Plan B, manufactured by Barr Laboratories, is an emergency contraceptive that can prevent pregnancy if taken within 72 hours of unprotected sex. The drug was approved by the FDA in 1999 as a prescription medication, but advocates say the time needed to get a doctor's appointment and prescription often makes emergency contraception far less effective.
Critics of the Plan B decision have charged that the decision was made in the White House, which was under pressure from conservative activists who believe over-the-counter availability of Plan B would promote teenage promiscuity. Some also believe Plan B causes abortions, although the FDA considers it to be a contraceptive.
GAO investigator Marcia Crosse said the GAO did not look into White House involvement. The investigation "specifically did not look at interactions outside of the FDA -- with the White House or HHS," she said. "That is not part of what we agreed to review."
The GAO report also found significant discrepancies in what lower- and higher-ranking FDA officials recalled about the process.
The report said, for instance, that the leaders of some FDA science divisions and offices recalled that top officials, including Steven Galson and Deputy Commissioner for Operations Janet Woodcock, told them months before the rejection that the application would not be approved. Woodcock and Galson, then acting director of the Center for Drug Evaluation and Research, recalled that they only discussed the possibility of a rejection and what might be missing from the application. It was Galson who signed the Plan B rejection in May 2004 after the lower-ranking officials who would normally have signed off refused.
In a formal response to the report, Woodcock said the agency followed normal procedures for a controversial drug application.
The report led some lawmakers, including Rep. Louise M. Slaughter (D-N.Y.), to call for hearings. "This report is the 'smoking gun' which clearly demonstrates that the FDA based its decision on politics, and not science," she said.
But Wendy Wright, executive vice president of Concerned Women for America, said the GAO report showed that the FDA had made the correct decision. "Making Plan B over the counter would needlessly expose adolescents to risks and reduce access to health care to those in need of it," she said.
A subsequent application to make Plan B available over the counter only to women older than 17 was also indefinitely postponed by the FDA in August.
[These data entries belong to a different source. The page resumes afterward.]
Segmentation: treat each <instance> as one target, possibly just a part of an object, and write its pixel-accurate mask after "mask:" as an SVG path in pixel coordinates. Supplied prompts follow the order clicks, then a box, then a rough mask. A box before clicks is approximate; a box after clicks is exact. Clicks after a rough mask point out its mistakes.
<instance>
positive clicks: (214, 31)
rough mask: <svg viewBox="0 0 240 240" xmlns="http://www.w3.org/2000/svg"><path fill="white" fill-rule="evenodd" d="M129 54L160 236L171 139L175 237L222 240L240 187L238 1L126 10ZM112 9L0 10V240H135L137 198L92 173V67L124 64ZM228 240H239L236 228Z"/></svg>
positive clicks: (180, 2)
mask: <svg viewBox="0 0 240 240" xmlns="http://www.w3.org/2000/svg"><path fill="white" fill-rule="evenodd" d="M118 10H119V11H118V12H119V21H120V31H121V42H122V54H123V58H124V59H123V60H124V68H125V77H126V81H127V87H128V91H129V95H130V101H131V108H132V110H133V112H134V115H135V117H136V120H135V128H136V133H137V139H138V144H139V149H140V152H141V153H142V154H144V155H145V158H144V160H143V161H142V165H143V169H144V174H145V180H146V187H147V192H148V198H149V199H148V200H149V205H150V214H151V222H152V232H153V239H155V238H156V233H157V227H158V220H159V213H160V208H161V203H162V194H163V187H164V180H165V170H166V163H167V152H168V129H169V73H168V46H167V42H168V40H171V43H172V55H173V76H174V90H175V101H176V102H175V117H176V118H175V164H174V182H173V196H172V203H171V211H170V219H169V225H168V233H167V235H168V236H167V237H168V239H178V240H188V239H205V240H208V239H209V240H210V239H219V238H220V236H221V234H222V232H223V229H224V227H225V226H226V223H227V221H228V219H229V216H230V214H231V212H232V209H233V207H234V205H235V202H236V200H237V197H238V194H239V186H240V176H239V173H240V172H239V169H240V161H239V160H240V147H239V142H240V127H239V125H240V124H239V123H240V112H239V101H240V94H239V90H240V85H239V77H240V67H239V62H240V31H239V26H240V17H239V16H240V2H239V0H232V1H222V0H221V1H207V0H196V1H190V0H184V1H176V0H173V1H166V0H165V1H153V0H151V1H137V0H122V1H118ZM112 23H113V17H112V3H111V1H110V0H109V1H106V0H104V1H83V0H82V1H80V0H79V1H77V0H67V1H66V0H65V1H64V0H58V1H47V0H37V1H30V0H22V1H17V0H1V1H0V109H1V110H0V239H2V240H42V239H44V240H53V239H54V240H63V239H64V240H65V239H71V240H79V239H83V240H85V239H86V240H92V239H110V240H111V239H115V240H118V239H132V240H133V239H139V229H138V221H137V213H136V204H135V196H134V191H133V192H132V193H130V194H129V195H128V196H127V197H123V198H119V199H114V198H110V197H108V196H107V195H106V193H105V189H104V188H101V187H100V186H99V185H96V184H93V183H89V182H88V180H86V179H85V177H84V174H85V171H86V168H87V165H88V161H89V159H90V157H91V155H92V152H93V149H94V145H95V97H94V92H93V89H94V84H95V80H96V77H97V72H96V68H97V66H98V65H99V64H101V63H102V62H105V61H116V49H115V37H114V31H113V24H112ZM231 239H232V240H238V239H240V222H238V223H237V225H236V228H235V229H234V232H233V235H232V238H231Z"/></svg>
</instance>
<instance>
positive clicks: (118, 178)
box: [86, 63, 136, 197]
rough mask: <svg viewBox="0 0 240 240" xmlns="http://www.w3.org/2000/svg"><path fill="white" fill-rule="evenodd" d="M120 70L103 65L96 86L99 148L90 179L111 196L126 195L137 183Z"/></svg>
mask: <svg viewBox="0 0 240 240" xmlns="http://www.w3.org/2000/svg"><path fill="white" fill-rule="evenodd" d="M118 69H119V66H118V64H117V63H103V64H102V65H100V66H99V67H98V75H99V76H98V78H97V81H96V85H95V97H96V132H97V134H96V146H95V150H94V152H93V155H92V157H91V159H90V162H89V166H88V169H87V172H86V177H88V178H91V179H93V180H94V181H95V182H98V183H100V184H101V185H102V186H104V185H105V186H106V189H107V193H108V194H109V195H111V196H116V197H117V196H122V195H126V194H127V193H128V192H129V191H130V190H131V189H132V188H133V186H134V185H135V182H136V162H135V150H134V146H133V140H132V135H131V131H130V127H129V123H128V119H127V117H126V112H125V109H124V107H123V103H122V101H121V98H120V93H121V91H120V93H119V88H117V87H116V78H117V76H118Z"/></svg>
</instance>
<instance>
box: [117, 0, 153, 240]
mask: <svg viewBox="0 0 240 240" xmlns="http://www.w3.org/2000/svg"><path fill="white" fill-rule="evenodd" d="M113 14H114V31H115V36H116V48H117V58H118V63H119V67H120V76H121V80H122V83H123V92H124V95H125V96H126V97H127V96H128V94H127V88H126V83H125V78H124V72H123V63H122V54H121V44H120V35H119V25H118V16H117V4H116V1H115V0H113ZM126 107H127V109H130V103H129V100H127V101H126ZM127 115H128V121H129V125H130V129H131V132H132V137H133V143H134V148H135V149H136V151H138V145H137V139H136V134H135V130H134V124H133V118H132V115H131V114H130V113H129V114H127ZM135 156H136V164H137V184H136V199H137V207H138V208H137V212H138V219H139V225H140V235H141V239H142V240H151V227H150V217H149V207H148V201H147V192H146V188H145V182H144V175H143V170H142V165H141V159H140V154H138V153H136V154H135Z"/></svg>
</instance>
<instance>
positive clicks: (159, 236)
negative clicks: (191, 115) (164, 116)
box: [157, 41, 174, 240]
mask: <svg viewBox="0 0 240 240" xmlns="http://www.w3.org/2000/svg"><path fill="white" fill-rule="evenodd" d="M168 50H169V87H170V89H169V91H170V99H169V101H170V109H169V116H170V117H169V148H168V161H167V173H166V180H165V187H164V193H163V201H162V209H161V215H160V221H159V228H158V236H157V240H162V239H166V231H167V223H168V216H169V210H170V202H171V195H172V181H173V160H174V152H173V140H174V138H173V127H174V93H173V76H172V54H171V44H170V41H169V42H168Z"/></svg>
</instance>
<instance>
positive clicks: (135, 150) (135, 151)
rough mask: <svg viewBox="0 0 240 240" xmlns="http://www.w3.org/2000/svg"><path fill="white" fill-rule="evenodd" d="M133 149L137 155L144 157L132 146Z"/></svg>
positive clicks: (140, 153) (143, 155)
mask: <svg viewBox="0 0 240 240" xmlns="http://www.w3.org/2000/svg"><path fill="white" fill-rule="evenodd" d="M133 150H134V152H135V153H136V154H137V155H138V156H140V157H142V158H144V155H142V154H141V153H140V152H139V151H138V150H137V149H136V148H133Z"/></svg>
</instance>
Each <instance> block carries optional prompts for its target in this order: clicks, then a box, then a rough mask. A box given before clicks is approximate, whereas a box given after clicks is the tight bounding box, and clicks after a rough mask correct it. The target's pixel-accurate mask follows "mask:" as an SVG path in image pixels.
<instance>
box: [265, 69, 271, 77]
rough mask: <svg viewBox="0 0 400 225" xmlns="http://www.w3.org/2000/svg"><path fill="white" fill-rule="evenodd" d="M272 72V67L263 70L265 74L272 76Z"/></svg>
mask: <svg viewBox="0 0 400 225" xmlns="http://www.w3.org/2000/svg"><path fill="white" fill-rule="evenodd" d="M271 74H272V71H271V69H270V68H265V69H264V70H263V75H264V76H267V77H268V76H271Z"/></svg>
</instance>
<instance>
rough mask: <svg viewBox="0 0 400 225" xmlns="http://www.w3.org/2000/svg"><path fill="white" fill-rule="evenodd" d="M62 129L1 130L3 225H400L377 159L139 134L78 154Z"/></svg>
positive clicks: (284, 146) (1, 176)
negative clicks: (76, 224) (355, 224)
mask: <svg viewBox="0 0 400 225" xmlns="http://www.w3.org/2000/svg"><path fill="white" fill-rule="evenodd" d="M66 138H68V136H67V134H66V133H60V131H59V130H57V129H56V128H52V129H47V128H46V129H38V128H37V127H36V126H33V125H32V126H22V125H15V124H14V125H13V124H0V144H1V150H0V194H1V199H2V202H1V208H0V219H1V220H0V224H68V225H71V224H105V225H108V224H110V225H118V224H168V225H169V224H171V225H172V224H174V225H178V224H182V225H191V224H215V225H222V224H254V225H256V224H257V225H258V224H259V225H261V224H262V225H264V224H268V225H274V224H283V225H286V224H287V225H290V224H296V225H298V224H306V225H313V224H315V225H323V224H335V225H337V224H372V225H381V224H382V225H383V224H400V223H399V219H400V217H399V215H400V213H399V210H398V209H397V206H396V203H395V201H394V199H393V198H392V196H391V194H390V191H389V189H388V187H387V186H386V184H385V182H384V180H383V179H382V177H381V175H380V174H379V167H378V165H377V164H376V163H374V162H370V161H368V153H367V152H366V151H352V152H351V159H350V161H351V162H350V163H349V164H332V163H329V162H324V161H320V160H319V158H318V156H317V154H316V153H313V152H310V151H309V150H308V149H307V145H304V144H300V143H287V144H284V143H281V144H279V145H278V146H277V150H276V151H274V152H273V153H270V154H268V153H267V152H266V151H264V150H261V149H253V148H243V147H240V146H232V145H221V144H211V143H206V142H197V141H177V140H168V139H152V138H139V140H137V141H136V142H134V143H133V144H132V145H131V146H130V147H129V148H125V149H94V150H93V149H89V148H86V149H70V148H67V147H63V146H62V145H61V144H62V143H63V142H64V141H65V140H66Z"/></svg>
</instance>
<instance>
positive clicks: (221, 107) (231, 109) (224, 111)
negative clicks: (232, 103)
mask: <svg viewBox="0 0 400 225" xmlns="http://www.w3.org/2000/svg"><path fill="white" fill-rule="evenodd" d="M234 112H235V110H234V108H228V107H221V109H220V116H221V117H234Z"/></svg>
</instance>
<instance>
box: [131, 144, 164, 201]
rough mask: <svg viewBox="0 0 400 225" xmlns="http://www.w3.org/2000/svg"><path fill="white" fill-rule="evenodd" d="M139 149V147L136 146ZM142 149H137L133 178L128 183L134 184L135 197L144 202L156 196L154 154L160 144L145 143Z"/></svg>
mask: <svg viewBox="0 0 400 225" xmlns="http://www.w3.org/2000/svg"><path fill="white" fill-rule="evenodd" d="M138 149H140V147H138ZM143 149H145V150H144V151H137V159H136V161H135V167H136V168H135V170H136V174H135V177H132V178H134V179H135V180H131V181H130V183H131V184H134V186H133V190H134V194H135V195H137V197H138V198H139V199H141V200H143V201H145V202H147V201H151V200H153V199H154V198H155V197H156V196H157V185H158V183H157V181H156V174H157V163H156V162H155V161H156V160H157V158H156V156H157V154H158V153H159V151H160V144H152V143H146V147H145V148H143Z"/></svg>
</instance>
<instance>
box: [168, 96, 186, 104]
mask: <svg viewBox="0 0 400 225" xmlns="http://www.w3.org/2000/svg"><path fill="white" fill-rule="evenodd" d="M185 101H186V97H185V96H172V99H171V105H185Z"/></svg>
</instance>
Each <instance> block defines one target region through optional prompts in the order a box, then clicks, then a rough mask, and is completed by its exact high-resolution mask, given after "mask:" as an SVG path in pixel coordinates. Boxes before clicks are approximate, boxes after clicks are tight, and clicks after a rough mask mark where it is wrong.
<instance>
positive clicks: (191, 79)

At the time, then-Commissioner Lester M. Crawford said it was unclear whether the agency had the legal authority to make a drug available without prescription only to older women.
Crawford was reported earlier to have declined to speak to the GAO investigators. The GAO report said that although he did not respond before leaving his job in September, his attorney subsequently sent a written statement saying that Crawford played no role in the first Plan B review.